Using iOS push notifications to provide "push this page to your iPhone" - simonw
http://lanyrd.com/blog/2012/push-to-iphone/

======
simonw
I haven't seen any other apps using push notifications in this way - Tom Insam
came up with the idea based on our iOS app's extensive internal use of URLs.

The implementation is pretty simple - when a user enables push notifications
in their install of the Lanyrd iOS app we pass that token back to our server
(we actually pass the token back with every future API request as a custom
HTTP header, over SSL). The server records both the push token, the logged in
user and the user agent string sent by the app.
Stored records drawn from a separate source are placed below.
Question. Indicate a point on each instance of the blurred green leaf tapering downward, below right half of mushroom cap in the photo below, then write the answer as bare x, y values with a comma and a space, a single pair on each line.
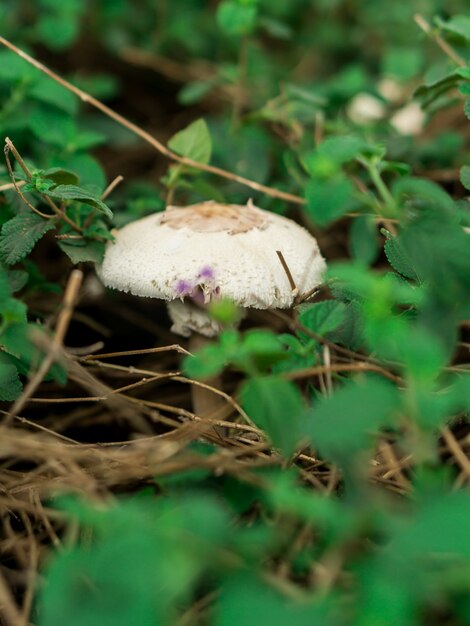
277, 407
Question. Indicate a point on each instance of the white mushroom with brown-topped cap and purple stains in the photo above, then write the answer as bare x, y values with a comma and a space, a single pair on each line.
192, 255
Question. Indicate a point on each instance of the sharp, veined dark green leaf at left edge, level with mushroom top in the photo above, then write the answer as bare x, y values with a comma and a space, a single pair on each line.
20, 234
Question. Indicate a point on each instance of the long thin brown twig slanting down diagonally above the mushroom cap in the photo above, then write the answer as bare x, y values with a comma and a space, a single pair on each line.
140, 132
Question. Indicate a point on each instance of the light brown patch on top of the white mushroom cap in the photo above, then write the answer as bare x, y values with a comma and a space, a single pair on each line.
212, 217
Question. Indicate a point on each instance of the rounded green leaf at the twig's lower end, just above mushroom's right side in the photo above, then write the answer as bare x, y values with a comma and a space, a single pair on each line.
327, 200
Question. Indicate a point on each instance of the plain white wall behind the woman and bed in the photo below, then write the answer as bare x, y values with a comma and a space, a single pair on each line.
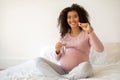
27, 25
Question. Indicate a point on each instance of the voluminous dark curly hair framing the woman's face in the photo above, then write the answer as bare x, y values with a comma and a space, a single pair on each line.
62, 19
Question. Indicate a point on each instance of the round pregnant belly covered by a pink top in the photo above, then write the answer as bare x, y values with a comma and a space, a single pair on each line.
72, 58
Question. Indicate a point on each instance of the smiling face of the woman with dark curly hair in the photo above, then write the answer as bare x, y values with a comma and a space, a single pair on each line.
73, 19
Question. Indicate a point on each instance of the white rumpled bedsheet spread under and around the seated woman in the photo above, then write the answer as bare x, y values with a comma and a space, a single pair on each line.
29, 71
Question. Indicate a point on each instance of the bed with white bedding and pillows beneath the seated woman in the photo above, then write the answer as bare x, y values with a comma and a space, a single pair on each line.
106, 65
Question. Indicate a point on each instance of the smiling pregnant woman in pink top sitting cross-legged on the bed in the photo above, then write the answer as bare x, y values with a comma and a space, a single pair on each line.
72, 51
When a logged in user views an event page on <http://lanyrd.com/> (e.g.
<http://lanyrd.com/2012/oscon/> ) we check to see if they have any push tokens
associated with their account. If they do, we show them a "Push to your
iPhone" button - but we vary the copy and the icon depending on their user
agent string, so if they're running an iPad the button says "Push to your
iPad" instead, with a wider icon.

When they push the button, we send a custom URL to our app in a standard push
notification, along with a command to store the corresponding event in our
app's offline cache.

If the user has the Lanyrd app open, the event page is displayed instantly -
which is a pretty cool effect (click a button on a web page on your laptop,
watch the app on your phone instantly update). If they don't have the app open
they get a standard notification prompt which, when activated, will launch the
app and send it to the corresponding event page.